Scroll Untuk Lanjut Membaca

Kabar ini menyebar luas dan menimbulkan banyak simpati, termasuk dari tokoh agama dan pendakwah kenamaan, Gus Miftah. Bukannya hanya memberi komentar atau doa, ia justru bertindak nyata. Dengan penuh empati, Gus Miftah mengunjungi langsung kediaman Zuhdi dan memberikan bantuan dalam berbagai bentuk: umrah, uang tunai, hingga sepeda motor baru.

Kisah ini tidak hanya menggugah hati, tetapi juga menjadi potret realitas pendidikan, pengorbanan guru, dan pentingnya aksi nyata dalam menunjukkan kepedulian sosial.
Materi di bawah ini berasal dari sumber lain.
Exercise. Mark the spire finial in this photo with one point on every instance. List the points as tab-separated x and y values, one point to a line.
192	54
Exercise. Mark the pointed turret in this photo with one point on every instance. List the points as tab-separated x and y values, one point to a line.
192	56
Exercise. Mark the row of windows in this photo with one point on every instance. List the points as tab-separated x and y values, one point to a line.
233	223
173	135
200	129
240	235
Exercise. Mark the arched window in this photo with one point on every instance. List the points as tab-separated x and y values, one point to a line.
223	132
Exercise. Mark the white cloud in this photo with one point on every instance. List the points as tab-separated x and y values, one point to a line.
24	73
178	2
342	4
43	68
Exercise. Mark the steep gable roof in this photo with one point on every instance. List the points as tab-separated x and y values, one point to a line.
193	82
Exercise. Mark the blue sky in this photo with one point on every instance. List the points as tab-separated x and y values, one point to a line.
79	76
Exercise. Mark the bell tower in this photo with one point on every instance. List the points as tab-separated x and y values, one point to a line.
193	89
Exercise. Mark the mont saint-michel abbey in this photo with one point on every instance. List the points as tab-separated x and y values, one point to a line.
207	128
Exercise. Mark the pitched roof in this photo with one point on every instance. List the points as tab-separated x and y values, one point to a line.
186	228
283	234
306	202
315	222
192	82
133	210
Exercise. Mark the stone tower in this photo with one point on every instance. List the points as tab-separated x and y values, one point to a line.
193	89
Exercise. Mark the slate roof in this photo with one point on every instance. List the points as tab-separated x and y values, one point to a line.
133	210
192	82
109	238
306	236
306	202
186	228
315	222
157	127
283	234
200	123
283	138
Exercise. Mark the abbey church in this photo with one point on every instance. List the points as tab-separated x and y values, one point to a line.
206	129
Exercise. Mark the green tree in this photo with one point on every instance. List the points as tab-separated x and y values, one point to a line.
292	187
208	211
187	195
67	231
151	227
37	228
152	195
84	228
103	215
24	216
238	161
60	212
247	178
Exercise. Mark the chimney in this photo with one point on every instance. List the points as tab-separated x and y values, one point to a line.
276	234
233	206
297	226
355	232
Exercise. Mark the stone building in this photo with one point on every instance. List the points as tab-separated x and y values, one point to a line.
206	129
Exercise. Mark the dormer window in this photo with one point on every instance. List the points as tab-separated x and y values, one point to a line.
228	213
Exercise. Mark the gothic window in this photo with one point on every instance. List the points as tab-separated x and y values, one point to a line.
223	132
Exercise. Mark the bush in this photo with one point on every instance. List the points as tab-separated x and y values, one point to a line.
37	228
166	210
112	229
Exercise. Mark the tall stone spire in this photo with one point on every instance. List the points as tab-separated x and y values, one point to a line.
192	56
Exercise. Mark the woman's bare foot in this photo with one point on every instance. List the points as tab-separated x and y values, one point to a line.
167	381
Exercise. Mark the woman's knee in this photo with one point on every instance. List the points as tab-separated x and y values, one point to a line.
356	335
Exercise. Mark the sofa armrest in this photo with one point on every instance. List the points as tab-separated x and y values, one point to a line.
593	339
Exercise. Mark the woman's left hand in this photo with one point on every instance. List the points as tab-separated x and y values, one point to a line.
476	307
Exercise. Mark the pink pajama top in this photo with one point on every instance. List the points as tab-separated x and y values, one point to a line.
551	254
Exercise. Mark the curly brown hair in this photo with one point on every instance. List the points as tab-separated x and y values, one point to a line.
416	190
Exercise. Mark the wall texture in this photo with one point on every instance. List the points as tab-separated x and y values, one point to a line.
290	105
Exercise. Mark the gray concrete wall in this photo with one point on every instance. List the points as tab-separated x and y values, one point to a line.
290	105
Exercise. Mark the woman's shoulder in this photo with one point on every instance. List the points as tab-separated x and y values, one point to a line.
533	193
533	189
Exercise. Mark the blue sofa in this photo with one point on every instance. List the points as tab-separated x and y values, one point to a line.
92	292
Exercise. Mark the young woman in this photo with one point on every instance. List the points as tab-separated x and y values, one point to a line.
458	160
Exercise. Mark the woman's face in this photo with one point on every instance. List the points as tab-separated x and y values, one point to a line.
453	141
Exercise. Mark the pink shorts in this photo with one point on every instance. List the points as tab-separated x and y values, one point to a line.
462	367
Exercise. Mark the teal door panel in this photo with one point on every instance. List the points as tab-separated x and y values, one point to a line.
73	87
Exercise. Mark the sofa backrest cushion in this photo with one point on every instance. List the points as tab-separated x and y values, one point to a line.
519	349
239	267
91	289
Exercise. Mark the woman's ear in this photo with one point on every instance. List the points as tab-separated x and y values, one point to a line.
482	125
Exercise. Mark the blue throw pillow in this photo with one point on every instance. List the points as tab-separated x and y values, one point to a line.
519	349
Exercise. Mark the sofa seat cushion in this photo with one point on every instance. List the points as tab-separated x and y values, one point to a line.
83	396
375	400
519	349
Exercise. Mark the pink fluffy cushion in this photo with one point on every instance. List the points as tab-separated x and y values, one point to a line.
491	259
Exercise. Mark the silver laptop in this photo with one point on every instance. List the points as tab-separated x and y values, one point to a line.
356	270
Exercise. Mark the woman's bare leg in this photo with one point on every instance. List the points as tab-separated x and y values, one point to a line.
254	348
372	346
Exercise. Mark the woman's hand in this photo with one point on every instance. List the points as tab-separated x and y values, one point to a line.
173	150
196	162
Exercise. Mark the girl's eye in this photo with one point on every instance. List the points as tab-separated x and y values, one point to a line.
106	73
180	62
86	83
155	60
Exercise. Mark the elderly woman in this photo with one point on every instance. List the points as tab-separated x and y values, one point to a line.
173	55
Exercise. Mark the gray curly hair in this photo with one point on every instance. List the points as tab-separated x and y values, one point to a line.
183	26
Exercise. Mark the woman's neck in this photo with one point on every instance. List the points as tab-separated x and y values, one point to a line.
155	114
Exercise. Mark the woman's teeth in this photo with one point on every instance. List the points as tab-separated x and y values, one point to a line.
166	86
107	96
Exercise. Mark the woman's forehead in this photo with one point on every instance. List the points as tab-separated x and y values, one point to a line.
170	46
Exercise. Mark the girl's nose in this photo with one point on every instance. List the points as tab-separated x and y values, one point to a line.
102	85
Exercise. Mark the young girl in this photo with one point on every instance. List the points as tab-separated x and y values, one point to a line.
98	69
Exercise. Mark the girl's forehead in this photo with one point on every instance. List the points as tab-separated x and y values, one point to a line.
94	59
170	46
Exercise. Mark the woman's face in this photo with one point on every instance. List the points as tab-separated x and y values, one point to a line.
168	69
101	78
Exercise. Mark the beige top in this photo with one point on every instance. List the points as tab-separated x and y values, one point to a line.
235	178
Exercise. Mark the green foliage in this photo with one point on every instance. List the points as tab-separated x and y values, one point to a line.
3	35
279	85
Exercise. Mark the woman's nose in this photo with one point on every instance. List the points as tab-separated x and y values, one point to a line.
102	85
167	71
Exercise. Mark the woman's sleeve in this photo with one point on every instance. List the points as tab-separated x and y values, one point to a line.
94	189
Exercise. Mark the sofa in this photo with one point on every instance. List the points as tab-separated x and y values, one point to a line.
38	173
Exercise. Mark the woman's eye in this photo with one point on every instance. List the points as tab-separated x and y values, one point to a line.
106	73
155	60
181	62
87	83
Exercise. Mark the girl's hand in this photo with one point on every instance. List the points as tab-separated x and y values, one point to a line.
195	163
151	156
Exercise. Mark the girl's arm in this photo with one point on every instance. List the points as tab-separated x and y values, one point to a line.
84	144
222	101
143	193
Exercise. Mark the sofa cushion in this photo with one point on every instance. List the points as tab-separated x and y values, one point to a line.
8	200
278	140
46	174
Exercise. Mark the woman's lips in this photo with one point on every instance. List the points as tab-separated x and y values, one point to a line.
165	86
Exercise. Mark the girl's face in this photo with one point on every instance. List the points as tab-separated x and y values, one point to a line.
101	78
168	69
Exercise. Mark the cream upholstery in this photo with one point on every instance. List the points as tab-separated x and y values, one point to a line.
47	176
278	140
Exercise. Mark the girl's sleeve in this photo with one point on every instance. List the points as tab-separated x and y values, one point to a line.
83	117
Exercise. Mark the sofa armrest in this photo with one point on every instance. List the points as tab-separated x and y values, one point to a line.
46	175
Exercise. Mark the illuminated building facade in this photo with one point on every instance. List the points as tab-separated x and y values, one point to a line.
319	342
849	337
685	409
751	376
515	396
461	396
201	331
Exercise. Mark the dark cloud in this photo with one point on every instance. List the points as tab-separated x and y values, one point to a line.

Awal Mula Kejadian: Ketegasan Guru Berujung Denda

Peristiwa ini bermula saat Zuhdi sedang mengajar seperti biasa di madrasah tempatnya mengabdi. Di tengah proses belajar, salah satu siswa melemparkan sandal dan mengenai kepalanya. Secara spontan, ia menampar siswa tersebut.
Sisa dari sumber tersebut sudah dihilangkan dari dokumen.